In this second volume of Pirx stories, our hero is the same and not the same. Where in the first volume we met him as a bumbling pilot learning the ropes and discovering solutions by bucking conventions and not accepting what he was told, here he's a seasoned and established pilot, much calmer than before, with none of the awkwardness of his earlier self. It feels like a whole different character at times and the stories have changed slightly, to more cerebral mysteries that don't have easy answers, like if Isaac Asimov had started to get really cryptic. All of these tend to revolve around robots or technology. In two of them, Pirx and company go hunting for a robot, and while the stories themselves are slight, there's a haunting atmosphere to it, as Pirx discovers that just because you program something doesn't mean you understand it.
The other two are puzzles, with one showing Pirx under review for a run gone poorly . . . in that he's faced with the fact that one of his crew is a robot and may be trying to sabotage things. The other has him investigating a crash (and the slow motion destruction of the ship while the ground crew watches helplessly is both more dramatic and eerie than any Star Wars special effect) . . . these tales mostly revolve around talk as he debates ideas with different characters before either the solution presents itself or we discover what Pirx knew all along.

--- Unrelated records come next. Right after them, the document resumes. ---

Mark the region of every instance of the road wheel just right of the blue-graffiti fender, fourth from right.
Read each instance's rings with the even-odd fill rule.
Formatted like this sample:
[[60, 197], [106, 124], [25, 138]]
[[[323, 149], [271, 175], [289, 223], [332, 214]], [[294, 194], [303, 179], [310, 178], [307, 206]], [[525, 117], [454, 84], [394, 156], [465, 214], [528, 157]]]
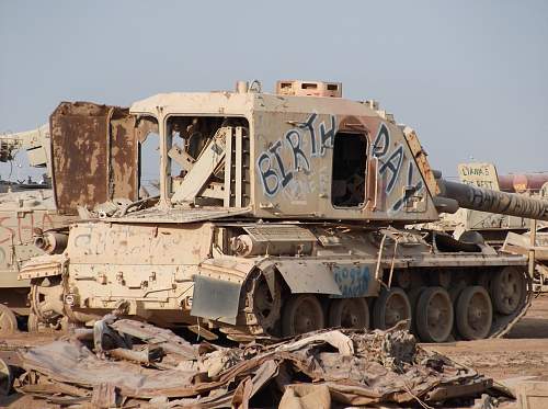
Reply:
[[407, 320], [411, 328], [411, 304], [406, 292], [398, 287], [383, 288], [373, 307], [373, 325], [378, 329], [388, 329], [399, 321]]

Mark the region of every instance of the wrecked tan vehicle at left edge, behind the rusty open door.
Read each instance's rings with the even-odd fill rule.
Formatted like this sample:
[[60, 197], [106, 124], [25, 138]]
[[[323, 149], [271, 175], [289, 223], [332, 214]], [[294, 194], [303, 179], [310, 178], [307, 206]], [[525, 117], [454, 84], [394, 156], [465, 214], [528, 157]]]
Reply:
[[[20, 150], [32, 167], [49, 162], [49, 126], [0, 135], [0, 162], [10, 162]], [[8, 178], [9, 179], [9, 178]], [[19, 281], [22, 261], [44, 254], [34, 246], [34, 228], [58, 227], [49, 174], [39, 183], [0, 180], [0, 334], [18, 329], [18, 316], [27, 316], [28, 281]]]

This is not exciting, action packed SF, but it is thought provoking and worth it just for the feel alone, of a future feel of grit and errors and dust and failure and people who are just cashing a paycheck so they can get to the weekend. Perhaps a bit flatter than the first volume (nothing really comes close to the robot banging out the Morse code last words of a crew) but still worth a read if you're a Lem fan or want to discover how realistic science-fiction isn't necessarily an oxymoron.